Acumulado em 2025: 25.831
Acumulado em 2024: 23.930
Diferença acumulada: 1.901 (8%)
Acumulado em 2025: 4.846
Acumulado em 2024: 2.967
Diferença acumulada: 1.879 (63%)
Acumulado em 2025: 12.032
Acumulado em 2024: 10.752
Diferença acumulada: 1.280 (12%)
Acumulado em 2025: 9.276
Acumulado em 2024: 10.557
Diferença acumulada: -1.281 (-12%)
Como a droga chega ao Rio de Janeiro? Essa é uma pergunta recorrente desde meados da década de 1980, já que o estado não produz entorpecentes. A maioria vem da Colômbia e do Peru, por meio das fronteiras, e também, principalmente, pelos portos fluminenses. Em 2024, o RJTV 2, da TV Globo, mostrou na série Rotas que traficantes escondem drogas em veículos, armas e até brinquedos para burlar a fiscalização. E seja no Rio, ou nas cidades que são feitas as drogas e por onde passam, empresas de fachadas são utilizadas para enganar as autoridades.
O Rio de Janeiro conta com os seguintes portos: Porto do Rio de Janeiro, Porto de Itaguaí, Porto de Niterói e Porto de Angra dos Reis. Itaguaí chama mais atenção, afinal, aparece entre as 20 cidades mais violentas do país, segundo dados do Ipea divulgados há dois anos. Grande parte das drogas chega pelo porto da cidade. Em 2024, ocorreu ali a maior apreensão da história: uma tonelada de droga escondida em sacos de argamassa, que seguiria para Serra Leoa, na África. Na ocasião, o valor estimado girou em torno de R$ 300 milhões.
Niterói, por sua vez, cidade vizinha ao município do Rio, registrou aumento da criminalidade e da disputa por territórios nos últimos anos, já que concentra pontos estratégicos de saída para o mar.
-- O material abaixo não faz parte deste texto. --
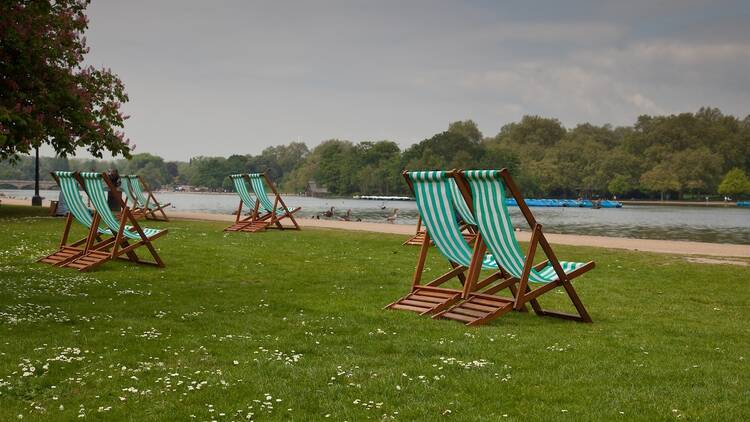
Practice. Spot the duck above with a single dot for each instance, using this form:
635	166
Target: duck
392	218
347	216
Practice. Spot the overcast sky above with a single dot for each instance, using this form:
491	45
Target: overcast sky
225	77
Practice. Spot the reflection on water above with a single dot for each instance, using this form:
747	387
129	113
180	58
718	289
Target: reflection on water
704	224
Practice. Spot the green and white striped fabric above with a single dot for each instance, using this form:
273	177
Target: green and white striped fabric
496	228
256	179
125	187
74	202
95	189
460	204
137	190
435	203
241	188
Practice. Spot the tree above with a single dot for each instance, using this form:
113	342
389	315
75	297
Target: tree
620	185
735	183
47	96
660	179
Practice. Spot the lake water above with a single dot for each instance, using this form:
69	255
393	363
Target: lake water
698	223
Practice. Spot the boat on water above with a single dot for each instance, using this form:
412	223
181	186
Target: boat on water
532	202
383	198
567	203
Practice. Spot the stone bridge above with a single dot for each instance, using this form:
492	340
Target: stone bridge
27	184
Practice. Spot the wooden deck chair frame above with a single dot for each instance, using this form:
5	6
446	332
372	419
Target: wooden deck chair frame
523	293
429	298
121	246
261	217
92	244
142	192
467	228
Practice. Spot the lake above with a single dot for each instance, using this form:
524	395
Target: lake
697	223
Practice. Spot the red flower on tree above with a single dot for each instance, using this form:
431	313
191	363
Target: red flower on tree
46	95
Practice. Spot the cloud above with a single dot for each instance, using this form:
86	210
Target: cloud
552	32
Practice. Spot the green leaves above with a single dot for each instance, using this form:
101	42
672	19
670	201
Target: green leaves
48	97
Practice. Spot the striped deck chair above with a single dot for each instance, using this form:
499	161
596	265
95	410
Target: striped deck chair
467	220
146	203
488	191
93	244
126	237
435	201
130	200
265	213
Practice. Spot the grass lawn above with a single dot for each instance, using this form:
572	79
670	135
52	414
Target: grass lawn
290	326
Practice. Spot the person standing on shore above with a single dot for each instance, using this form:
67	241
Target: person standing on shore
114	196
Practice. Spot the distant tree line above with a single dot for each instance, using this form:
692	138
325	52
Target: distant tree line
676	156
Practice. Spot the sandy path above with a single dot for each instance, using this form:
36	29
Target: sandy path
646	245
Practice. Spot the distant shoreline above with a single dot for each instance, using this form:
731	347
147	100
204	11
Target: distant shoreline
634	202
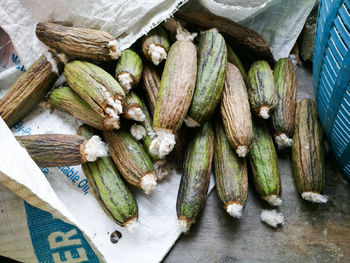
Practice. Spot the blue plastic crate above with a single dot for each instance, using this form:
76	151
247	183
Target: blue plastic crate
331	73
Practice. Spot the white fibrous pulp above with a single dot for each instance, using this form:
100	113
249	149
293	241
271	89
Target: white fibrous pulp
114	51
264	113
157	53
235	210
242	151
113	108
137	131
125	80
272	217
95	148
136	114
314	197
183	225
181	33
148	183
163	144
283	141
274	200
132	225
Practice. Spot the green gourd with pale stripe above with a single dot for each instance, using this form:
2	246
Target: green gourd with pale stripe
231	175
132	161
262	89
211	70
234	59
64	98
307	152
283	116
263	160
108	187
196	176
129	64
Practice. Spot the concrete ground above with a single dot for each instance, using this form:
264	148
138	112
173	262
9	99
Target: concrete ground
311	232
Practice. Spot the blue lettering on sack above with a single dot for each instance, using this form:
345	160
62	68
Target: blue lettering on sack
56	241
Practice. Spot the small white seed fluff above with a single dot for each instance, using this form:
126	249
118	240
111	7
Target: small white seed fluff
191	122
314	197
183	225
125	80
148	183
163	144
114	51
283	141
264	113
137	131
132	225
114	107
242	151
95	148
151	133
272	217
136	114
235	210
274	200
157	53
162	171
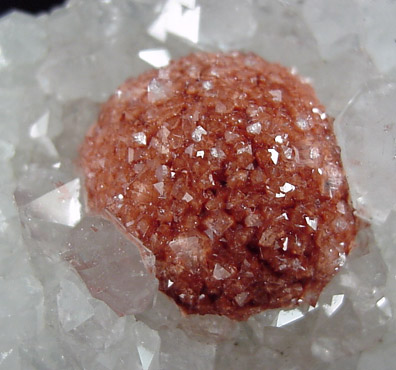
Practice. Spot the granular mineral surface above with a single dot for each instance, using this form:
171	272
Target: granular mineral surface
226	167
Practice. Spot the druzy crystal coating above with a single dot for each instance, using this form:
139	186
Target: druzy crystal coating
226	167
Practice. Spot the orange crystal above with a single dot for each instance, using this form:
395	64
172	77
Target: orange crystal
226	167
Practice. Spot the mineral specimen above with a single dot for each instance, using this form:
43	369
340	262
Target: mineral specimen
226	167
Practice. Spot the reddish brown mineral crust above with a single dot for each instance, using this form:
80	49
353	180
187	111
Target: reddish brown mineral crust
226	167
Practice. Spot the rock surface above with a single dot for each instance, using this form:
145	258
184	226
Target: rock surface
226	167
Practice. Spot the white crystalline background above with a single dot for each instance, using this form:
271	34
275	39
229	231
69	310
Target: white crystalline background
55	69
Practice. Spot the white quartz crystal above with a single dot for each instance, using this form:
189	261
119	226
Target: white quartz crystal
75	293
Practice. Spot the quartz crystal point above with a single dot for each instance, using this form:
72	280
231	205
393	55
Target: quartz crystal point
226	167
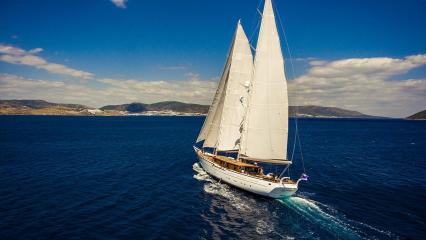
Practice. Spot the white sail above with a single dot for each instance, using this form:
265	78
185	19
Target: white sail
236	92
266	123
211	123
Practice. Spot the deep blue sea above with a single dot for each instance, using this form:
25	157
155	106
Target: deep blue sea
135	178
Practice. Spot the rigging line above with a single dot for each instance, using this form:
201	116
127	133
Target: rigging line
296	131
253	32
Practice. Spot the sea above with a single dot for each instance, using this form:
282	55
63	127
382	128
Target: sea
138	178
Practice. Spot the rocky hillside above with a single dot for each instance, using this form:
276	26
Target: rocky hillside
418	116
160	106
40	107
325	112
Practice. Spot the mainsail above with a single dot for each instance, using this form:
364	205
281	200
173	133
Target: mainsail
265	129
221	129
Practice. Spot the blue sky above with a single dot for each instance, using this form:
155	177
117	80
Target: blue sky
180	47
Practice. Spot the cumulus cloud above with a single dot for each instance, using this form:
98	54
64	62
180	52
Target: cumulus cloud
15	55
364	84
119	3
111	91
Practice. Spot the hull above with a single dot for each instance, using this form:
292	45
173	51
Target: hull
247	182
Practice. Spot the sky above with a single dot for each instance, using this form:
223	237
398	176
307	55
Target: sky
363	55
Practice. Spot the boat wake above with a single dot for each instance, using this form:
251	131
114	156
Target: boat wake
330	220
320	215
216	188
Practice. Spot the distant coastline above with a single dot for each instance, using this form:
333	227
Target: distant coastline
168	108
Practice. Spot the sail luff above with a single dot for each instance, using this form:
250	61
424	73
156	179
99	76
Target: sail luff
208	122
265	128
236	92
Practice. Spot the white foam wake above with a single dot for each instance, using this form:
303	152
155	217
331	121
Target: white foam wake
332	221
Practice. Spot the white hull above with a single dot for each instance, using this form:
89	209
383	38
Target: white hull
249	183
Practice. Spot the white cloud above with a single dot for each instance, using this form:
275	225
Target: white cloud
15	55
173	68
119	3
363	84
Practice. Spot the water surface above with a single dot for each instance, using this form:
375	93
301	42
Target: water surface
134	177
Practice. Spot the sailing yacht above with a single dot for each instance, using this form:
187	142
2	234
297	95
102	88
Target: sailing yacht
247	123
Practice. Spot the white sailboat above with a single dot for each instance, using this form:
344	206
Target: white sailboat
247	124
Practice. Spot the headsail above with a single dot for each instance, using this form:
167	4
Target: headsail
236	93
221	128
266	123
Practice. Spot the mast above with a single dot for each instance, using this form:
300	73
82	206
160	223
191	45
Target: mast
265	128
221	129
236	93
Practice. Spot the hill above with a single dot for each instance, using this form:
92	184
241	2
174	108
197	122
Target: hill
169	106
40	107
325	112
418	116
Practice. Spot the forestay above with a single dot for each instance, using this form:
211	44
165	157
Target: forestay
266	123
221	129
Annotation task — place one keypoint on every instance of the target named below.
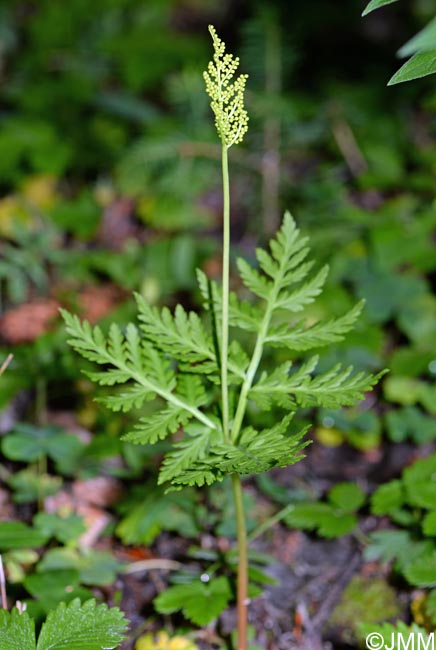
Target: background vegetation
(110, 182)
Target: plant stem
(225, 289)
(242, 599)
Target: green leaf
(420, 65)
(259, 451)
(387, 498)
(176, 465)
(337, 387)
(94, 567)
(348, 497)
(64, 529)
(429, 524)
(303, 338)
(132, 359)
(200, 602)
(321, 517)
(388, 545)
(29, 443)
(376, 4)
(424, 40)
(15, 534)
(422, 494)
(421, 572)
(148, 430)
(82, 627)
(17, 631)
(182, 336)
(50, 588)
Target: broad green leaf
(17, 631)
(200, 602)
(376, 4)
(420, 65)
(387, 498)
(50, 588)
(94, 567)
(82, 627)
(424, 40)
(388, 545)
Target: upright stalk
(242, 596)
(242, 599)
(225, 287)
(231, 120)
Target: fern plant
(204, 383)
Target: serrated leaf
(376, 4)
(181, 335)
(337, 387)
(15, 534)
(254, 280)
(295, 301)
(200, 602)
(300, 338)
(424, 40)
(135, 359)
(17, 631)
(186, 453)
(82, 627)
(259, 451)
(420, 65)
(148, 430)
(131, 398)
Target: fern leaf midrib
(258, 351)
(140, 379)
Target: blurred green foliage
(103, 102)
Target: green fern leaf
(17, 631)
(131, 398)
(82, 627)
(299, 338)
(186, 453)
(182, 335)
(197, 476)
(132, 359)
(298, 299)
(253, 280)
(191, 388)
(148, 430)
(335, 388)
(260, 451)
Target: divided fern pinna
(171, 358)
(201, 380)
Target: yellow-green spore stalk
(227, 96)
(231, 120)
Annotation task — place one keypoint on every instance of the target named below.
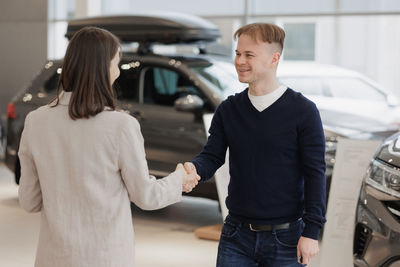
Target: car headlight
(384, 178)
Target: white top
(263, 101)
(81, 175)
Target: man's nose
(240, 60)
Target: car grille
(362, 237)
(394, 208)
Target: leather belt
(268, 227)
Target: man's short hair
(265, 32)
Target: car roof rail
(162, 28)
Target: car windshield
(221, 75)
(354, 88)
(337, 87)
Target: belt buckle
(252, 229)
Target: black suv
(169, 94)
(377, 232)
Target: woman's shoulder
(120, 118)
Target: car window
(222, 75)
(163, 86)
(305, 85)
(354, 88)
(126, 86)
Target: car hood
(355, 126)
(390, 151)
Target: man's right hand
(190, 178)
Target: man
(276, 194)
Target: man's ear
(275, 58)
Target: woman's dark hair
(86, 72)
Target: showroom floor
(163, 238)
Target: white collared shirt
(264, 101)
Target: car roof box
(165, 28)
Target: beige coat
(81, 175)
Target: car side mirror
(189, 103)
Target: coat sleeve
(29, 192)
(144, 190)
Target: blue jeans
(241, 247)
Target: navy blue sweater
(276, 160)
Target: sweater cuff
(311, 230)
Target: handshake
(190, 176)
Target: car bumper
(377, 232)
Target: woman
(82, 163)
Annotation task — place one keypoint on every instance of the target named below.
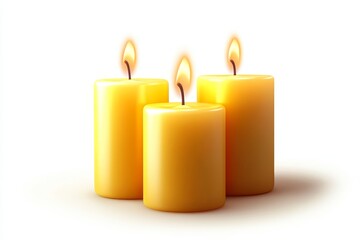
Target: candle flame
(183, 74)
(234, 53)
(129, 56)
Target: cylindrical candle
(118, 133)
(184, 156)
(249, 103)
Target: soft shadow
(292, 192)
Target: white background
(53, 51)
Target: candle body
(118, 110)
(184, 157)
(249, 103)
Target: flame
(234, 53)
(129, 55)
(183, 74)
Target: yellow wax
(184, 156)
(118, 133)
(249, 103)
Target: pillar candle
(249, 103)
(118, 120)
(184, 156)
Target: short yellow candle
(118, 131)
(184, 155)
(249, 103)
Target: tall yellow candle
(249, 103)
(118, 131)
(184, 154)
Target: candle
(249, 103)
(184, 153)
(118, 129)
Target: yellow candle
(184, 155)
(118, 130)
(249, 103)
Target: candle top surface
(133, 81)
(221, 77)
(188, 107)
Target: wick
(182, 93)
(128, 66)
(233, 63)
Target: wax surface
(249, 103)
(118, 133)
(184, 156)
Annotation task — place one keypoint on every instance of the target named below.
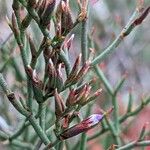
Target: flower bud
(59, 104)
(71, 98)
(37, 84)
(83, 126)
(47, 14)
(74, 71)
(63, 15)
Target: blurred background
(131, 58)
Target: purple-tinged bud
(47, 14)
(93, 97)
(63, 16)
(37, 84)
(68, 43)
(71, 98)
(83, 70)
(59, 80)
(66, 19)
(14, 25)
(83, 95)
(41, 7)
(33, 51)
(32, 3)
(59, 104)
(74, 70)
(83, 126)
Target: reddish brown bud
(37, 84)
(71, 98)
(32, 3)
(59, 104)
(83, 126)
(74, 71)
(47, 14)
(63, 16)
(14, 25)
(83, 70)
(68, 43)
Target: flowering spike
(14, 25)
(46, 16)
(63, 15)
(32, 3)
(83, 126)
(83, 70)
(93, 97)
(37, 84)
(59, 104)
(41, 7)
(71, 98)
(59, 80)
(74, 70)
(68, 43)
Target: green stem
(135, 144)
(102, 77)
(84, 42)
(127, 29)
(42, 115)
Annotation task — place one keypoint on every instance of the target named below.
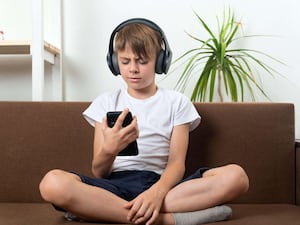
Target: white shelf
(24, 48)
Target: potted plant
(222, 65)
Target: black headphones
(163, 60)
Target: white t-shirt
(156, 117)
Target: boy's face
(138, 73)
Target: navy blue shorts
(129, 184)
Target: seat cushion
(263, 214)
(245, 214)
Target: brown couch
(38, 136)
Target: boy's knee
(51, 186)
(239, 178)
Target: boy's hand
(118, 137)
(145, 208)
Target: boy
(146, 188)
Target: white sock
(214, 214)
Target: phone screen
(132, 148)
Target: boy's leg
(217, 186)
(195, 200)
(66, 190)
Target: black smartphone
(132, 148)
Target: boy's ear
(112, 62)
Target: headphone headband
(163, 61)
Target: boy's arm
(108, 142)
(146, 207)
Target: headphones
(163, 60)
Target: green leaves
(222, 69)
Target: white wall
(88, 24)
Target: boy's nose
(134, 67)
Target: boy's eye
(143, 61)
(125, 61)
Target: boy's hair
(143, 40)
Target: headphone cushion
(114, 64)
(160, 61)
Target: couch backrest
(258, 136)
(38, 136)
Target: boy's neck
(142, 94)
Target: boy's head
(144, 38)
Já a chamada Zona Sudoeste também vive conflito: a maior facção do estado, o Comando Vermelho, assumiu o controle das principais regiões, restando apenas Rio das Pedras. São áreas que também chamam atenção pela possibilidade de transporte de drogas pelas vias aquáticas.
E quais são as drogas mais utilizadas e seus valores? Entre as principais estão a cocaína e a maconha, vendidas a preços que variam entre R$ 10 e R$ 50. O secretário de Segurança pode até ter razão ao afirmar que a população consome mais internet, água, gás e outros serviços do que drogas, mas permanece o questionamento sobre o motivo dessa aparente redução no discurso e no enfrentamento direto ao tráfico.